Bu çekirdek kadronun tamamen Erdoğan’ın etrafında şekillendiğini belirten Yanardağ, "Ben bu çekirdek kadroda Yiğit Bulut’un bile olduğunu düşünmüyorum" diyerek, belirli isimlerin sürecin dışında tutulduğunu dile getirdi.

ERDOĞAN İSTERSE BIRAKABİLİR Mİ?

Erdoğan’ın gerçekten siyasetten çekilmek istemesi halinde bile sistemin buna izin vermeyeceğini savunan Ataklı, bunun mümkün olmadığını açıkça ifade etti. "Şimdi, Erdoğan çıkıp dese ki, ‘Arkadaşlar, ben artık yoruldum, bırakıyorum.’ Bırakabilir mi? Yeminle söylüyorum, tabanca dayarlar, ‘Sen bir yere gidemezsin!’ derler!" ifadelerini kullanarak, AKP içindeki güç dengelerinin Erdoğan’a sıkı sıkıya bağlı olduğunu belirtti.

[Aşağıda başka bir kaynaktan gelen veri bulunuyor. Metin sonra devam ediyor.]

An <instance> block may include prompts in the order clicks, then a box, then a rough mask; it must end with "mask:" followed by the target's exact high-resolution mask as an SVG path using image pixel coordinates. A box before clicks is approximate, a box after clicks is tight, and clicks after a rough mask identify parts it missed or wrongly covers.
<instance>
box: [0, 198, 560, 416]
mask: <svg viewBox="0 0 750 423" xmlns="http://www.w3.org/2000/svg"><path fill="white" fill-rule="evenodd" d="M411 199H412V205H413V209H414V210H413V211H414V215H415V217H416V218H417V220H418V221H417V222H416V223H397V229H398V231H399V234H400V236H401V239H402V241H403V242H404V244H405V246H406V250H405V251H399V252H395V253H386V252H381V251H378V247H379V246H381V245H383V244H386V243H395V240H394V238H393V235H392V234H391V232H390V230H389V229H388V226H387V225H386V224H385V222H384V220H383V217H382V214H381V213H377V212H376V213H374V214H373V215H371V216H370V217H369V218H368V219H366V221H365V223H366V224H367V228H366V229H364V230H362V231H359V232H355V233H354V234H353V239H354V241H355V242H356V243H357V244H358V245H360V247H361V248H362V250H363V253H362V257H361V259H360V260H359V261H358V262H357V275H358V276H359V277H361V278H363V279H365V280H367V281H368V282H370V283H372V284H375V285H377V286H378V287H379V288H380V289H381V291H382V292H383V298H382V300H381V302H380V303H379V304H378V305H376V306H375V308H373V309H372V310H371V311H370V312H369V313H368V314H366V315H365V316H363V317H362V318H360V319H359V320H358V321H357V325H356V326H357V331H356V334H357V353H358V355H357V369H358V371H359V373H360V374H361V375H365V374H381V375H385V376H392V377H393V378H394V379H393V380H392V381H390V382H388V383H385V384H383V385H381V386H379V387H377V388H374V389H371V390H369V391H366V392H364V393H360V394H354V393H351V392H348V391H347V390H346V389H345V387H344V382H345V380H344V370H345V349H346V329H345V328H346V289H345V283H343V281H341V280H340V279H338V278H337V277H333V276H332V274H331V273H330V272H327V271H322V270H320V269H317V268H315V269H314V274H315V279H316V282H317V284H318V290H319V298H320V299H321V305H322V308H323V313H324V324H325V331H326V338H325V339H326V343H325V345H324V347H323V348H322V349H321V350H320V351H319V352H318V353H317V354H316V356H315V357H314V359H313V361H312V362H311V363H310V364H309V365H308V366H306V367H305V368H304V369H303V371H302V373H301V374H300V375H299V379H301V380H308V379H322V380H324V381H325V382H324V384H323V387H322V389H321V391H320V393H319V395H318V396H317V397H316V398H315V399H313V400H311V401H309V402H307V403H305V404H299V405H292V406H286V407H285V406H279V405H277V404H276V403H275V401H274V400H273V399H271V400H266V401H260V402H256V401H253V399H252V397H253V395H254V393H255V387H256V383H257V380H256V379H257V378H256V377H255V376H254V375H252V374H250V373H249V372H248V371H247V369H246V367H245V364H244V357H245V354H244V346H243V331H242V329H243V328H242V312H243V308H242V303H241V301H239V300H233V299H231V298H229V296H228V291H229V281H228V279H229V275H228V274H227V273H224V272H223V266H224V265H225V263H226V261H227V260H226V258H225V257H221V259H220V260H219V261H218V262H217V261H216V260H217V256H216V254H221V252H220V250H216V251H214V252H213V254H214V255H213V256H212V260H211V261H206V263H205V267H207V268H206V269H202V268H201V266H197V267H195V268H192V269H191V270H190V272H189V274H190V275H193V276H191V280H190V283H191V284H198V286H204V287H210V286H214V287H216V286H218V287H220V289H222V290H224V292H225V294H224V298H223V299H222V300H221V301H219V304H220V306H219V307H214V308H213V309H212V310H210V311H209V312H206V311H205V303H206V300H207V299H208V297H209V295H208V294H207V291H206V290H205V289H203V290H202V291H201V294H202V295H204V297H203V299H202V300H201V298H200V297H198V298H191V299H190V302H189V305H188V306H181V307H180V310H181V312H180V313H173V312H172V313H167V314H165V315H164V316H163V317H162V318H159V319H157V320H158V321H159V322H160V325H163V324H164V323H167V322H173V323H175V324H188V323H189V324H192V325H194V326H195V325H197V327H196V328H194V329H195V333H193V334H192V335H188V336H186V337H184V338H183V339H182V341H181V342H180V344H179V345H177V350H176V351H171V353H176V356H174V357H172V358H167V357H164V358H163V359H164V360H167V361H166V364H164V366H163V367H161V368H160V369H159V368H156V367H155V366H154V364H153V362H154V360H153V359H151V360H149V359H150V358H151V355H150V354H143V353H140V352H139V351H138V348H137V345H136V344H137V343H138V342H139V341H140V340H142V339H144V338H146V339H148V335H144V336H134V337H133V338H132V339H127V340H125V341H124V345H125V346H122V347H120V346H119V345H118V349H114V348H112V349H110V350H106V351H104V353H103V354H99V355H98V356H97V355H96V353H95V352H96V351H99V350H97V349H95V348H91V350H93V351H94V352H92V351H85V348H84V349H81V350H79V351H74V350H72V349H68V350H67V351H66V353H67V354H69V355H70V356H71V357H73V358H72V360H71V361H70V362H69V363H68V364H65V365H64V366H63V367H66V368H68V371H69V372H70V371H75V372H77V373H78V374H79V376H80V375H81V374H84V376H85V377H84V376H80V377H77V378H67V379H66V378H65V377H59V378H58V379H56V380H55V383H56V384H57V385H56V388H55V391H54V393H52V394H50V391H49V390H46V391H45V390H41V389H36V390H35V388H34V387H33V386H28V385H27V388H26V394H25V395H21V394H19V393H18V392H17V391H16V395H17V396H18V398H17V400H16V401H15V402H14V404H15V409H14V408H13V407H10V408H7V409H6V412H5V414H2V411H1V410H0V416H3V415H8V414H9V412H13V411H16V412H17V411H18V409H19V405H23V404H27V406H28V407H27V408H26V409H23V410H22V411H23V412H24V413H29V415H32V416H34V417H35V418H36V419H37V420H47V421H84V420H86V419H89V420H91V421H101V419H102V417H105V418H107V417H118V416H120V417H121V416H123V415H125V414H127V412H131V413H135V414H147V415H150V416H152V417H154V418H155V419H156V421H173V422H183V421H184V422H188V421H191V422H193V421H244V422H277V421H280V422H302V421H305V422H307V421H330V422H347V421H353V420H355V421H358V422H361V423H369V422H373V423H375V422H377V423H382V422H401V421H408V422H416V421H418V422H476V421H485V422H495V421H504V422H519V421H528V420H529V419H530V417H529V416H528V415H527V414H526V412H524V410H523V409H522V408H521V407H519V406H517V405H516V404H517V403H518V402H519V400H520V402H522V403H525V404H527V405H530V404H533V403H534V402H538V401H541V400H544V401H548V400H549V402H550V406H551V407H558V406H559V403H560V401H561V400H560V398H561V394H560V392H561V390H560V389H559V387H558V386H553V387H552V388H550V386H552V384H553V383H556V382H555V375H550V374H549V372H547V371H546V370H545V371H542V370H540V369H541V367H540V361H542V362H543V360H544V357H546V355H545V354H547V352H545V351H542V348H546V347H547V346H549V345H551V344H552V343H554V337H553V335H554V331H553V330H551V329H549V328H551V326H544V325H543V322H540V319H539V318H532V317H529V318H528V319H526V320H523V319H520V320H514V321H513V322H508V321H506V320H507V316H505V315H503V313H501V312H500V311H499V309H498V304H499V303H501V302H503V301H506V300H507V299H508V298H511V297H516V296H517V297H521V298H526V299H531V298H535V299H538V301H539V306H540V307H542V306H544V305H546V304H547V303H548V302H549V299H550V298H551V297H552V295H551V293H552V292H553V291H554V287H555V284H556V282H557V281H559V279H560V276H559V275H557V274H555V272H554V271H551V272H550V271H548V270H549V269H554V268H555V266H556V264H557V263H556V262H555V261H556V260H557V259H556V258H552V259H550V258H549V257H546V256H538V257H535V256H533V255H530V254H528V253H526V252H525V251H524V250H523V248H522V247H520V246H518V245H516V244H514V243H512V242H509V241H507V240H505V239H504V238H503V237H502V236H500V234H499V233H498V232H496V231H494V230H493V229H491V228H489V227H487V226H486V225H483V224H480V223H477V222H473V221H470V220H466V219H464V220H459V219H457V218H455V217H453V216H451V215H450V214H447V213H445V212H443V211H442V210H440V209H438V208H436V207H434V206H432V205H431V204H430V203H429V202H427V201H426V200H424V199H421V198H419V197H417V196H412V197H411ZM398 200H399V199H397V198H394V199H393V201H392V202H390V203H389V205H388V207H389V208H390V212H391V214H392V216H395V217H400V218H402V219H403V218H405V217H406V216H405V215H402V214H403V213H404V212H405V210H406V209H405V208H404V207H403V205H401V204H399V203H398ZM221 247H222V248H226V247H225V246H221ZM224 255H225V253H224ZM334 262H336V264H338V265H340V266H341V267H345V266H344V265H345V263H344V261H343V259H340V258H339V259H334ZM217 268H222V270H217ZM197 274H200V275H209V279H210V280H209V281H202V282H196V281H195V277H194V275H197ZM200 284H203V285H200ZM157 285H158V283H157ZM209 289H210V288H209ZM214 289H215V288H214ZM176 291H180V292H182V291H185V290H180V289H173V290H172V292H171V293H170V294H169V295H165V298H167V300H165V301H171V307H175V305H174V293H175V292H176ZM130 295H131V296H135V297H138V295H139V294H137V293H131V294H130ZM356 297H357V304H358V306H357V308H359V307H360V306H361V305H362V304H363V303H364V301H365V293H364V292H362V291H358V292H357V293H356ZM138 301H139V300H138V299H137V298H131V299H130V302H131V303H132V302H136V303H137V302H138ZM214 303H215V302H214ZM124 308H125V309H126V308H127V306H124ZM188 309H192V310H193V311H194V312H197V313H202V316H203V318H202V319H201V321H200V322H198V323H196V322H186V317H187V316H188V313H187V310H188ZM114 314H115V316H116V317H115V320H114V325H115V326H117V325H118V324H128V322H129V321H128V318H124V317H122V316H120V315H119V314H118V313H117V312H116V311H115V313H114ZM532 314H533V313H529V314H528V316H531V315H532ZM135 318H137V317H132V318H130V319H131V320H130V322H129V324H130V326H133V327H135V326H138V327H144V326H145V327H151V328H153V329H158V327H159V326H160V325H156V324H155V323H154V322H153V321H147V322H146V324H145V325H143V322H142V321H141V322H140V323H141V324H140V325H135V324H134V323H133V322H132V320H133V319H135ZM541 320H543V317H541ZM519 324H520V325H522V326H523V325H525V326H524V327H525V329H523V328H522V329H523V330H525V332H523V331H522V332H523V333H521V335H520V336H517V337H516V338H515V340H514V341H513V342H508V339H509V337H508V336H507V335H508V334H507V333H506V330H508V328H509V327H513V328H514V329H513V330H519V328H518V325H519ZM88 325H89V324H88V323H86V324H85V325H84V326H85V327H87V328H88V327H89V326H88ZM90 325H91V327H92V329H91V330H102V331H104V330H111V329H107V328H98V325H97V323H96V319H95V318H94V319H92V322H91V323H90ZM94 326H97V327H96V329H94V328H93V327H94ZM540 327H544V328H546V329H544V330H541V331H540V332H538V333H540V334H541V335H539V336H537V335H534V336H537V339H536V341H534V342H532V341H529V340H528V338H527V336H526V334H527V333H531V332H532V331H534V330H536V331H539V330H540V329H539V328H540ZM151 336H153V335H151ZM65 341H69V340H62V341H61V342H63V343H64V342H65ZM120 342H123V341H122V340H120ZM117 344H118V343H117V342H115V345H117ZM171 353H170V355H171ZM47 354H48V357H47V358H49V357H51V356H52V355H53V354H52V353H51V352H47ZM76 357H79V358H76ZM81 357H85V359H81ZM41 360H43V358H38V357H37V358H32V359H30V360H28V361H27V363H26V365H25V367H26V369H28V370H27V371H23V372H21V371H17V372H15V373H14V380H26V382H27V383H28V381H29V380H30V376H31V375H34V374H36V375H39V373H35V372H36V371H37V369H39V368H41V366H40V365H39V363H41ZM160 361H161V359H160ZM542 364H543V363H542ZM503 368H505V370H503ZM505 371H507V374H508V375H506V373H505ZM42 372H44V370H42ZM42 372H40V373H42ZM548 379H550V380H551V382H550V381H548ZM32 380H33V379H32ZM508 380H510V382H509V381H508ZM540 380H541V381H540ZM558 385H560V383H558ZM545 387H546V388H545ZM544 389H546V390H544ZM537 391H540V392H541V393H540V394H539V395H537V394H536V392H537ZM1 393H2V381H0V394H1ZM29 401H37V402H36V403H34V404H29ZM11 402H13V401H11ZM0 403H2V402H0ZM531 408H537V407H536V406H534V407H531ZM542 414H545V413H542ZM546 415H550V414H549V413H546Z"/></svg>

Bu yüzden AKP içinde Cumhurbaşkanlığı tartışmasının bile yaşanmadığını söyleyen Ataklı, kimsenin Erdoğan sonrası bir senaryoya hazırlık yapmadığını belirtti.

2027 PLANI: ERDOĞAN'I TEKRAR ADAY YAPMAK

Ataklı, AKP’nin tek umudunun 2027 yılında erken seçim kararı alarak Erdoğan’ı tekrar aday yapmak olduğunu söyledi. Bu stratejinin tamamen iktidarı koruma amacı taşıdığını belirten Ataklı, Saray’daki dar kadronun "Beş yıl daha rahat ederiz, nasıl olsa kazanırız, dümeni biz çeviririz ve bu beş yılda kendimizi garantiye alırız" mantığıyla hareket ettiğini vurguladı.

Türkiye’de anayasanın fiilen devre dışı bırakıldığını söyleyen Ataklı ve Yanardağ, hukukun artık işlemediğini belirtti. "Kararlar önceden veriliyor, sonra operasyon yapılıyor. Erdoğan yerine koyacak kimse olmadığı için onu orada tutmaya mecburlar" diyen Ataklı, devlet mekanizmasının hukuksuzluğa kılıf uydurma üzerine kurulu olduğunu ifade etti.

Programın sonunda Can Ataklı, bu gerçekleri anlatmaya devam edeceklerini belirterek, kendilerine gelen baskılara karşı net bir mesaj verdi. "Kimseye hakaret etmiyoruz, iftira atmıyoruz. Gerçeği söylüyoruz. Ama bunları söylerken, bize ‘Dikkat et!’ diyenler var. Ne yapayım? Susayım mı?" diyerek sözlerini noktaladı.